Underlines

  • ILI Director Lucinda Garthwaite

    There are headlines, and there are underlines. The headlines are what I see if all I have time for is a skim through the news. If I take the time to look further though, it’s clear that there are a lot of stories beneath those headlines; those are the underlines.

    Underlining is what I do when I read a good book, running a pencil under a line of well-wrought prose, a compelling idea, a thought or scene or perspective that pops out and makes me see differently.  What I’ve been noticing lately are stories in the news, usually quite far below the headlines, that have the same effect. Specifically, they move my focus from worry and despair, and make me see hope.

    We’re enjoying an unusually warm fall where I live. Usually by this time, a hard frost has driven me from my desk in a panic by now, to pull in the squash, cover the last of the lettuce, cut bouquets of Hydrangeas to preserve their beauty for a week or so after the growing plant has wilted in the cold.  Not this year. This year I’ve taken my lunch breaks in the warm sun much farther into the fall than I ever have, and it’s been lovely.

    And still, it’s not – right. It’s too warm for October, too late for the peepers to still be in the trees. I know their calls are signals of climate change. I know the one rose still growing behind my house is linked to temperatures that, somewhere else in the world, are driving people from their homes and livelihoods, igniting fires and water wars.  My worry is so deep I can hardly speak it. What in the world can stop this? And the erosion of critical shoreline? And the pile-up of persistent  plastic leaching into what water is left?

    The headlines affirm my disquiet, but the underlines call me from my despair.

    Here’s one:  “A Recipe for Fighting Climate Change and Feeding the World,” reveals to me a new kind of wheat, called Kernza, developed by the nonprofit Land Institute.  I learn that unlike other grains, Kernza is a perennial that, “forms deep roots that store carbon in the soil and prevent erosion. It can be planted alongside other crops to reduce the need for fertilizer and provide habitat for wildlife.  . . . it can mimic the way a natural ecosystem works — potentially transforming farming from a cause of environmental degradation into a solution to the planet’s biggest crises.”

    Another underline, “The Seas Are Rising. Could Oysters Help?” introduces me to a landscape architect leading an effort to build, “a necklace of sloped rock formations and “reef streets” to be submerged in Raritan Bay, where they would attenuate the energy of waves crashing into the South Shore of Staten Island and serve as habitats for oysters, lobsters, and juvenile fish.”

    Reading on, I learn that this effort is part of “an emerging approach to climate resilience that argues we should be building with nature, not just in nature” called green infrastructure, which refers to “strategically deploying wetlands, dunes, mangrove forests, and reefs to reduce threats of catastrophic flooding and coastal erosion, while also revitalizing the land.” The writer concludes that this approach, “could be our second chance.”
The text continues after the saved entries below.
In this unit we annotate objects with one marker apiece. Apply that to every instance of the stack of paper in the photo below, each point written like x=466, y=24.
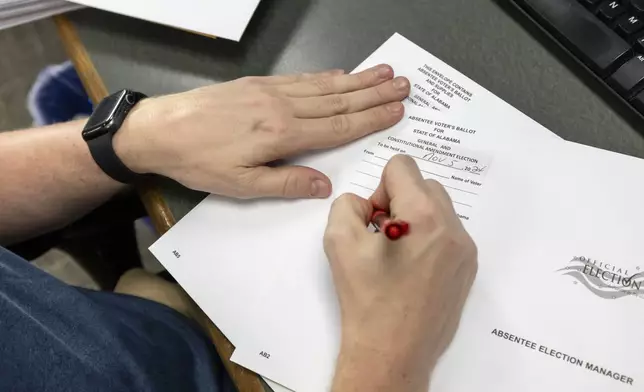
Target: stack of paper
x=558, y=298
x=219, y=18
x=16, y=12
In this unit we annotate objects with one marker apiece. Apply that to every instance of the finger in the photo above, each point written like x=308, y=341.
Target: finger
x=438, y=191
x=348, y=219
x=315, y=134
x=289, y=182
x=340, y=84
x=356, y=101
x=401, y=178
x=303, y=77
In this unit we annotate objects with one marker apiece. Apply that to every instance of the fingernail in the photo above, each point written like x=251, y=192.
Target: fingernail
x=320, y=188
x=401, y=83
x=384, y=71
x=395, y=108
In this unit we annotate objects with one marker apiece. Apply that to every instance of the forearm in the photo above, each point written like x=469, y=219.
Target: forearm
x=48, y=179
x=365, y=367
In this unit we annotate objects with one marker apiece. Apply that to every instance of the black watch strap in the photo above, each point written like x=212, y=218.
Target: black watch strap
x=103, y=153
x=99, y=132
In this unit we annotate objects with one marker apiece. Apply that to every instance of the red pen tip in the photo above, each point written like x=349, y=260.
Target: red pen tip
x=394, y=231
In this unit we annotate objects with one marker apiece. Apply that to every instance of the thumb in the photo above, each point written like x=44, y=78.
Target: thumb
x=290, y=182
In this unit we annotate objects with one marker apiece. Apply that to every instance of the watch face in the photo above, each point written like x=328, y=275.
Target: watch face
x=98, y=123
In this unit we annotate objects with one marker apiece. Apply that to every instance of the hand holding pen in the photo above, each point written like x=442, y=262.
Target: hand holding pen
x=411, y=290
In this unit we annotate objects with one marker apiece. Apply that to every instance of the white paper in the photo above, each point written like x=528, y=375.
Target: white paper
x=231, y=256
x=439, y=86
x=560, y=272
x=220, y=18
x=461, y=171
x=226, y=246
x=16, y=12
    I remember a story I read last year that stayed with me, the underline is, “Engineered ‘Super Enzyme’ Breaks Down Plastic.”  This new enzyme, I learned, goes after the “nearly ubiquitous PET plastic which is found in everything from water bottles to carpets, [breaking it down] into molecules that other bacteria are capable of dealing with.” This innovation could deeply reduce our dependence on fossil fuels to make containers, and eat up the mounds of plastic that keep me up at night with worry.

    Now I’m sitting in the odd October sunshine still deeply concerned and alert, but my despair has lifted. I am less discouraged. It feels like it’s possible that the world will go on, even that it may go on more equitably, less violently, than before.  That possibility invites my participation in making it so.

    But what about systemic racism, violence driven by all kinds of greed, fear and bigotry?  What about deep and pernicious social inequity? What about poverty and the millions of people un-homed? Are there underlines there too?

    Of course there are.

    In the midst of the million words of news filtered down to headlines every day by mostly well-meaning editors just doing their jobs, there are stories that promise profound systemic change. They compel me to stop long enough to pull out my metaphorical pencil. They require me to retrieve hope and stay in the work.  These are the underlines.

    The effort to find them is well worth the time it takes.  Underlines offer opportunities for turning away from energy-stealing despair.  They introduce me to the people who are asking the questions that lead to innovations in the ways human beings walk on the earth that really could change the world.  Theirs is the company I want to keep; theirs is the work the ILI was founded to join.